Katherine Sherar Pannill Center (born March 4, 1972) is an American author of contemporary fiction.

Early life and education
Center was born and raised in Afton Oaks, Houston, Texas. She graduated from St. John's School and from Vassar College. She won the Vassar College Fiction Prize while a student. She received her M.A. in fiction from the University of Houston, where she was the co-editor of the literary fiction magazine, Gulf Coast. Her graduate thesis, Peepshow, a collection of stories, was a finalist for the Mary McCarthy Prize in Short Fiction. She has two sisters, one of which is U.S. Representative Lizzie Fletcher.

Career
Center is the author of several books, which she has called "bittersweet comic novels." Her first novel, The Bright Side of Disaster (2006), was optioned by Varsity Pictures, and her sixth, How to Walk Away (2018), was a New York Times bestseller and Book of the Month Club pick for May 2018 and a Target Book Club pick for July 2019. Center's 2019 novel Things You Save in a Fire was New York Times bestseller, and a Book of the Month Club pick for July 2019. Her 2022 novel, The Bodyguard debuted at #11 on the New York Times bestseller list, #35 on the USA Today bestseller list, and it was a Book of the Month Club pick for July 2022.

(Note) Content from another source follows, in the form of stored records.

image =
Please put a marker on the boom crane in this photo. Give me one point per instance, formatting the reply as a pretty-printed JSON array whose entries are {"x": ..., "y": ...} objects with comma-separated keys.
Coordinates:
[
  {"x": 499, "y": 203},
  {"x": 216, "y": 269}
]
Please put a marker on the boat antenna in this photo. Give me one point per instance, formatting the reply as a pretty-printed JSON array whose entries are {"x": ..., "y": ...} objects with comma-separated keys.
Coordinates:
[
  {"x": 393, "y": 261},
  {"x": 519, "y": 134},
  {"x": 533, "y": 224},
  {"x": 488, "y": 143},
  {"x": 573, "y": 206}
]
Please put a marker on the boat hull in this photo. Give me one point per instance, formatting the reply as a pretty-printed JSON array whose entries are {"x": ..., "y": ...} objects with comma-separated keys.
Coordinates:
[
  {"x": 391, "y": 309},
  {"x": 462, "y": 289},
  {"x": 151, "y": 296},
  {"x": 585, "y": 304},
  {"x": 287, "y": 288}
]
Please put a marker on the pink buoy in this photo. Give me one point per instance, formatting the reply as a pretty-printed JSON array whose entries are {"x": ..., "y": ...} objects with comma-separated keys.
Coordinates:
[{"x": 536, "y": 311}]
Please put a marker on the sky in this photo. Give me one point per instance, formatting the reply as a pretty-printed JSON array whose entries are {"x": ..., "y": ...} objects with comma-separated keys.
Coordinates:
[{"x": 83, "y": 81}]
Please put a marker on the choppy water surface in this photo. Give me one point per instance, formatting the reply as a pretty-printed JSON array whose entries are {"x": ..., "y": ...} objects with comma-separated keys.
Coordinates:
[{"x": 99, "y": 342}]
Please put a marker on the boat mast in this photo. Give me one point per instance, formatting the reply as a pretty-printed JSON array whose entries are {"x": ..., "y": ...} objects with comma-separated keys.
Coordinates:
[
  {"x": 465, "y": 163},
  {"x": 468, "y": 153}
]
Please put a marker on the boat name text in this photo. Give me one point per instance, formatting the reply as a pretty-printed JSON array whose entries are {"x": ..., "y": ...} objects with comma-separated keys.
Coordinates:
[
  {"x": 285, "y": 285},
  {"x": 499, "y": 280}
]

Along with Jeffrey Toobin and Douglas Brinkley, Center was one of the speakers at the 2007 Houston Chronicle Book and Author Dinner.

Center has published essays in Real Simple and the anthologies Because I Love Her, CRUSH: 26 Real-Life Tales of First Love, and My Parents Were Awesome.

Center also makes video essays, one of which, a letter to her daughter about motherhood, became the very popular Defining a Movement video for the Mom 2.0 conference. Center spoke at the 2018 TEDx Bend. Her talk was called "We Need to Teach Boys to Read Stories About Girls".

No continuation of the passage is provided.